The theoretical framework of the project is built upon different approaches to cross-media use (cf. for instance the concept of ‘media repertoires’) as well as approaches within audience research that theorize and analyze citizenship as deliberative and participatory processes sustained by or enabled through the media. Yet contemporary audience research develops a broad approach to citizenship that extends “the political” beyond the scope of rational deliberation and institutionalized participation. Thus the subjective components of human action (e.g. emotions, identities) and everyday life activities (e.g. small talk about TV shows) are also recognized as (potentially) political.

In order to map French-speaking Belgian’s cross-media news repertoires, the project uses Q methodology. In the present study, Q interviews are used to uncover the informants’ cross-media patterns of news consumption. The Q interviews are complemented by a short (face-to-face) questionnaire using likert-style questions. The questionnaire covers different aspects of citizenship as defined in the theoretical framework: it addresses the role of media in sustaining discussions and informing opinions, and will include questions concerning citizenship in the media (e.g. voicing opinions on radio, commenting online news), cultural (e.g. going to the theater), social (e.g. attending protests) and political (e.g. being a member of a political party) spheres. The 36 informants were recruited in order to reach a diversity in terms of gender, age, location and education.

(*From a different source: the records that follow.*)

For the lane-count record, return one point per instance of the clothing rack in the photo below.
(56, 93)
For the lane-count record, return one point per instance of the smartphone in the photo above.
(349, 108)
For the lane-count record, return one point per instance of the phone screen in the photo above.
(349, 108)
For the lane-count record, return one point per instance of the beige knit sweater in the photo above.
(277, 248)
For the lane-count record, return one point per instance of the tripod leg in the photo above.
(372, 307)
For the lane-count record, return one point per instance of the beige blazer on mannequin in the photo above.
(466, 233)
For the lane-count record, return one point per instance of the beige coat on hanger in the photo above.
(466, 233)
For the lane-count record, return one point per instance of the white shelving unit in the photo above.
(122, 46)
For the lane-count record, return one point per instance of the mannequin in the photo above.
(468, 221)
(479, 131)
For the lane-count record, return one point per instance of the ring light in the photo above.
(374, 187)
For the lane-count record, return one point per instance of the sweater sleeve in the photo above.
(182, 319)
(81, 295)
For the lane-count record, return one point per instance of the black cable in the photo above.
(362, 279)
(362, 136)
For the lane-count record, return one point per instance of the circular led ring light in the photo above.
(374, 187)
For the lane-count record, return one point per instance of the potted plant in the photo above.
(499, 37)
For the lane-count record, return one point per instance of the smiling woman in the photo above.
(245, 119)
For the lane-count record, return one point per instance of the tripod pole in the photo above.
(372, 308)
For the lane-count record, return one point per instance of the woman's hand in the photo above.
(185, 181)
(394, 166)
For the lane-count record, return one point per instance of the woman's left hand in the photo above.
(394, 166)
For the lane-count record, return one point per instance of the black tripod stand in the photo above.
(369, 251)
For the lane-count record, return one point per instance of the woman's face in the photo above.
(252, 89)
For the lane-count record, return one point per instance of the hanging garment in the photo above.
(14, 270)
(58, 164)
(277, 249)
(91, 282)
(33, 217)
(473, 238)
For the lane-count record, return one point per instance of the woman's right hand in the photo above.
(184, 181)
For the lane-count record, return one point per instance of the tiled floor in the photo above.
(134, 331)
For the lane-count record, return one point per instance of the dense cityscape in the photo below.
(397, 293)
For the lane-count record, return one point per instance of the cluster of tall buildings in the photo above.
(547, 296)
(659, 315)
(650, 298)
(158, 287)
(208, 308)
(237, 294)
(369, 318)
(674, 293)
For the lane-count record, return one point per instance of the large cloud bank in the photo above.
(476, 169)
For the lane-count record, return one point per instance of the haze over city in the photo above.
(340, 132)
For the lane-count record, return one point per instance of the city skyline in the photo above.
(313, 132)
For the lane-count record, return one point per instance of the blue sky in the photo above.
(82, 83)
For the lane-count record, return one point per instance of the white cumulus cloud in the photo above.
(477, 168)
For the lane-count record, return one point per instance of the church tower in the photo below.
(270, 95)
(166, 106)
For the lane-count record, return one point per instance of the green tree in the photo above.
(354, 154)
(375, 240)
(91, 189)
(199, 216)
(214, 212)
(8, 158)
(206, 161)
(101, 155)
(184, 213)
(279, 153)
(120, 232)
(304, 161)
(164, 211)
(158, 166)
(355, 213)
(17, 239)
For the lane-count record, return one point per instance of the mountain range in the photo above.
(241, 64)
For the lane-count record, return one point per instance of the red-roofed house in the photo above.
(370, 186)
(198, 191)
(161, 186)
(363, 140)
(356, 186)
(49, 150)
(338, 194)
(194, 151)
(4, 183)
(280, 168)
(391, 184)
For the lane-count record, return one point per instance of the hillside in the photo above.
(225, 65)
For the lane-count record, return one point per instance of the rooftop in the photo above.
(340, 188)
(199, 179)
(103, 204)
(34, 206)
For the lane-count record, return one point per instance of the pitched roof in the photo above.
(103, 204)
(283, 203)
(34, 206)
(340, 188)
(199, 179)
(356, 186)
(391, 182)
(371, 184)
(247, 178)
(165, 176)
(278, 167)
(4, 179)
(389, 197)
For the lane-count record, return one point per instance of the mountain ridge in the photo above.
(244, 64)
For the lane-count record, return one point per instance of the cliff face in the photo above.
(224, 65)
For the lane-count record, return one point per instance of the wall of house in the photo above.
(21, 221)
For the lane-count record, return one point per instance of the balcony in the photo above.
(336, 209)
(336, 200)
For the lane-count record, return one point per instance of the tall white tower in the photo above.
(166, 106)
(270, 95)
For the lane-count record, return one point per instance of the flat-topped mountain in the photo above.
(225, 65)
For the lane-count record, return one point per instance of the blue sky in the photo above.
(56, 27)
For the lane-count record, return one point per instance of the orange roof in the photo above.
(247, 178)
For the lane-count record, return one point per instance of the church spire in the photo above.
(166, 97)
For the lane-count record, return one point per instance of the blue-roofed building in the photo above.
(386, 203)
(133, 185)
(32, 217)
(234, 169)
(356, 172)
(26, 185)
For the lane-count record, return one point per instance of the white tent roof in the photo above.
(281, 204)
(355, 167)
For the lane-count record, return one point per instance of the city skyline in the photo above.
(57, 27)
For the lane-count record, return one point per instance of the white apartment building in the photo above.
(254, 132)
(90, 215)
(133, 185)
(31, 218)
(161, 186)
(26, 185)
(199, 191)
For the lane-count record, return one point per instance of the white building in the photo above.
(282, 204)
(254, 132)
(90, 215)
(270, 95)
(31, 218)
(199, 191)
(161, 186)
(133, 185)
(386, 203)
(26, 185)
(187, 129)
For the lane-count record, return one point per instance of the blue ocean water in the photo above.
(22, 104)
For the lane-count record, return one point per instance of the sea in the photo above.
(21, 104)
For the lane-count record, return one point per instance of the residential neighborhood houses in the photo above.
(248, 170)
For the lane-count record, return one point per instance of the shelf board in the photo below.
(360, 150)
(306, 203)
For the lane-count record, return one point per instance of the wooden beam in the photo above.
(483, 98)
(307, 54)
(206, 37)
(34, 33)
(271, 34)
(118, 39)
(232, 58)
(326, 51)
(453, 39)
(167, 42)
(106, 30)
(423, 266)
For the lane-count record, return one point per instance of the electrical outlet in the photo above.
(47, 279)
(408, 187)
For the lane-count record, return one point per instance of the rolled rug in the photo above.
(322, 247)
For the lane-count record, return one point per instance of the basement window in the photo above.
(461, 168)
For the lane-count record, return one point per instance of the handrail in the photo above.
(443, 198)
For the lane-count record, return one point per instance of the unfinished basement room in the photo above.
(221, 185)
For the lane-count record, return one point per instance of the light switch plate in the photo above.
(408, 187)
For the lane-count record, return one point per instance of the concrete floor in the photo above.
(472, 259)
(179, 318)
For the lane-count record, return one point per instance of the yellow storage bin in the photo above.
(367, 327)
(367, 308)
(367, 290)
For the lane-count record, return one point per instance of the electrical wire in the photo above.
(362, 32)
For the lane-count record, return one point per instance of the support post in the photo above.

The analysis of the Q interviews aimed at identifying and characterizing groups of users having similar patterns of cross-media news consumption. It combines qualitative interview materials and statistical operations (factor analysis). Four news media repertoires emerged out of the statistical analysis: the ‘traditionalist news viewers’, the ‘new generation quality news readers’, the ‘audiovisual and social media lovers’, and the ‘digital news omnivores’. As a second step the analysis aimed at finding relationships between cross-media news user profiles and patterns of citizenship in the social, cultural, political and media areas.

The overall pattern mostly reflects continuities in the evolution of the French-speaking Belgian media landscape, although some interesting changes are taking place at the intersection of legacy and new media forms.

Scientific publications

Van Leeckwyck, Robin ; Patriarche, Geoffroy ; Dufrasne, Marie (2017). Doing one’s shopping in the “supermarket of news”: News media repertoires in French-speaking Belgium. Participations: International Journal of Audience and Reception Studies – Vol. 14, no.2, (2017). http://www.participations.org/Volume%2014/Issue%202/contents.htm

Van Leeckwyck, Robin ; Patriarche, Geoffroy ; Dufrasne, Marie. Cross-media News Repertoires as Democratic Resources. Report for French-speaking Belgium. (2017). http://hdl.handle.net/2078.3/177996

Presentation

Van Leeckwyck, Robin, “Cross-media news repertoires as democratic resources in French-speaking Belgium”, Lunch-session of PReCoM, Université Saint-Louis – Bruxelles, 26 May 2016.

Societal valorization

Dans le cadre de la semaine des cours ouverts de février 2020, Geoffroy Patriarche a donné un cours-conférence sur « Cette news est-elle ‘fake’ ou pas ? Un éclairage des sciences de la communication » à destination des élèves de rhéto (Université Saint-Louis – Bruxelles, 25 février 2020).